It was once the province of seedy men sneaking in to even seedier cinemas in the worst parts of cities around America. Then the VCR was invented and porn went suburban -- videos hidden in the back of TV cabinets.
But now porn is coming out of the closet. With Playboy about to celebrate its 50th anniversary, porn has established itself firmly in the center of the American mainstream.
This week porn actress Traci Lord is blitzing the news talk show. CNN was so excited about her interview Tuesday with Larry King that the self-proclaimed "trusted news leader" hyped it throughout the day.
Traci's big news? The blonde sexpot has written an autobiography detailing how she was drugged on cocaine when she made 19 films before aged 18 -- films that are now banned as child pornography.
Elsewhere on TV, porn superstar Jenna Jameson has appeared on NBC sitcom Mr.
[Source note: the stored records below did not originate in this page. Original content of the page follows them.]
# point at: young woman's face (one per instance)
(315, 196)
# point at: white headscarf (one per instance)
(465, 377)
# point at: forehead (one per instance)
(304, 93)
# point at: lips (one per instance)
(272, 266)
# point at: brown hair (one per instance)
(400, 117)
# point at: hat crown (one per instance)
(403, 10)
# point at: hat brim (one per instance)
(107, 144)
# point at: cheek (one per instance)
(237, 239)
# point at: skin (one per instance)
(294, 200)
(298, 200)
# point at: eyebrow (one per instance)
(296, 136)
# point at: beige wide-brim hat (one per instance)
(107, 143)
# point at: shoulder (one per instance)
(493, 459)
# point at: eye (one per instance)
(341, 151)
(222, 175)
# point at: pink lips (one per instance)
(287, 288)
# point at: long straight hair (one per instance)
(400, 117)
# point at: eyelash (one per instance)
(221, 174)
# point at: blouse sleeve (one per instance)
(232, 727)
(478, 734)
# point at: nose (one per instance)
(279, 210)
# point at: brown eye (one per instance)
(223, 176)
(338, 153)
Sterling and hosted shows on the cable channel E!.
The Fox network is planning a prime time soap opera called Skin about characters in the porn industry and starring former porn actor Ron Jeremy as a producer.
Cable channel Showtime is pulling in viewers with a reality show called Family Business about the porn star and film producer who goes by the name of Seymore Butts.
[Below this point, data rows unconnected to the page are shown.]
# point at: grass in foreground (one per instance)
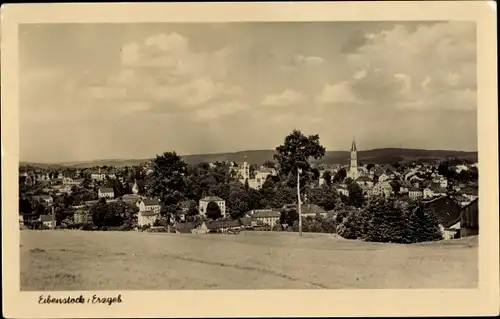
(78, 260)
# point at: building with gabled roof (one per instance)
(106, 192)
(203, 203)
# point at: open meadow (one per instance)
(81, 260)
Meanwhile, Vanity Fair features porn stars as models, Val Kilmer will star in the movie Wonderland as porn legend John Holmes this September and, of course, your average teenage pop star wears clothes that would put pioneering porn star Linda Lovelace to shame.
The pervasiveness of porn is not just a cultural phenomenon. With an estimated US$10 billion to US$14 billion in annual sales, over 700 million video rentals a year, the adult industry is big business meeting a surging demand from ordinary Americans, not just cliques of sexual perverts.
Companies have realized that they cannot afford to ignore this booming sector. Reputable, squeaky-clean firms like Marriott International Inc, Hilton Hotels Corp and satellite and cable operators Comcast Corp and AOL Time Warner Inc send hard core movies to hotel rooms and homes all over the US, while Web portals from AOL to Yahoo host Web sites run by communities that feature a cornucopia of sexual imagery.
"Porn doesn't have a demographic -- it goes across all demographics," said Paul Fishbein, 42, the man who founded Adult Video News, a journal that employs some 70 people to rate adult films and track news developments in the industry.